As Bangladesh’s factories turn to surveillance and automation, garment workers feel the pressure

by JESMIN PAPRI

The Nidle device has a sensor that can track how many items are sewn and how long the machine remains idle.

Facing competition from Vietnam and Cambodia, factories are using automation and surveillance to ramp up production and cut labor costs.

  • Automation in Dhaka’s garment factories is leading to job cuts, especially for women.
  • Smart surveillance devices monitor workers as factories struggle to compete globally.
  • Brands are “pleased” by smart factories that produce efficiently and quickly.

The young woman quickly sewed a piece of gray fabric and handed it down the manufacturing line at one of Dhaka’s largest garment factories. She looked impatiently at the woman before her, as if willing her to work faster and pass on the next piece.
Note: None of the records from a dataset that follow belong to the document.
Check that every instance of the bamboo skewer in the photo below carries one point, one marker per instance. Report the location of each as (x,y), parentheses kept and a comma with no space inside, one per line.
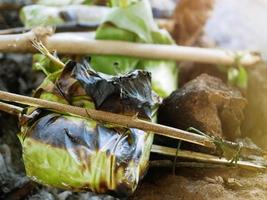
(200,157)
(84,44)
(122,120)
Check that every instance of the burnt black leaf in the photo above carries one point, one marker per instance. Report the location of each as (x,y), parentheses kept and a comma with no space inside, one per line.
(128,94)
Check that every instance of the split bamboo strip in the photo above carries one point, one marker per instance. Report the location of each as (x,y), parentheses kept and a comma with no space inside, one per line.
(83,43)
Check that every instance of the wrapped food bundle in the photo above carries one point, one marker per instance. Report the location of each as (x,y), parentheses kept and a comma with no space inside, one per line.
(79,154)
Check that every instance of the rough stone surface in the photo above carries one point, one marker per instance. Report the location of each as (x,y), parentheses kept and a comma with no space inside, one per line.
(207,104)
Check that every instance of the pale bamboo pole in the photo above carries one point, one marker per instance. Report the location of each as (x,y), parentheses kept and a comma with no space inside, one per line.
(83,43)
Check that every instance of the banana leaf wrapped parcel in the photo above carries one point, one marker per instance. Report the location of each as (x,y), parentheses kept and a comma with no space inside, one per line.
(80,154)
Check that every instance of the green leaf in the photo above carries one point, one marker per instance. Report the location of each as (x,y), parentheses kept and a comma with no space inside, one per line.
(135,24)
(38,15)
(238,77)
(136,18)
(44,64)
(164,75)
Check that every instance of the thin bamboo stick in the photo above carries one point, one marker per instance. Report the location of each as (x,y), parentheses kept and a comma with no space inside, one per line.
(11,109)
(117,119)
(83,43)
(204,157)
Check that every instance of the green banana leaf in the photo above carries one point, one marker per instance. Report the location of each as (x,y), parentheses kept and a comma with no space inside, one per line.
(135,24)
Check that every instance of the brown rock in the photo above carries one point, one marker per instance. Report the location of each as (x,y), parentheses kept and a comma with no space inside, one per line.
(207,104)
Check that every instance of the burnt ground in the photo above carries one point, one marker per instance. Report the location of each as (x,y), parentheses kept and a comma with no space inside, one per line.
(160,183)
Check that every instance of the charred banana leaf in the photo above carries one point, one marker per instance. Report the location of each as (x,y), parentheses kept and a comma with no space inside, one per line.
(82,154)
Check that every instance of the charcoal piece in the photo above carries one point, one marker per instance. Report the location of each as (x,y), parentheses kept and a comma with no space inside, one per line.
(207,104)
Atop her sewing machine, a screen glowed a red warning. She had made only seven pieces so far, it showed. Her target for the day was 101. As she progressed, the screen’s color would change to orange, and then, if she hit the target, green. If she remained consistently behind, she would be fired.

The tablet-sized screen is part of an internet-connected device called “Nidle,” short for “No idle.” Its sensors track how many pieces the woman sews in an hour, and how many minutes she is idle.  

Nidle is among the newly adopted devices in Bangladesh’s top garment factories that fall in the category of “smart manufacturing.” These include fully robotic devices and partially automated machines that require some human guidance. The factories supply brands such as H&M and Zara, which rely on bringing mass-manufactured garments to retail quickly, before a trend dies out. 

Having computerized machines drive human labor is meant to solve a critical problem facing Bangladesh’s garment sector: rising wages in a nation whose competitive edge historically has been its cheap workforce. 

“Increasingly, workers are getting scarce in a country like Bangladesh, where per capita income is increasing. So workers are demanding more,” Khondaker Golam Moazzem, research director at the Centre for Policy Dialogue in Dhaka, told Rest of World. “There is a tendency, at least to some extent, to use machines to replace workers.”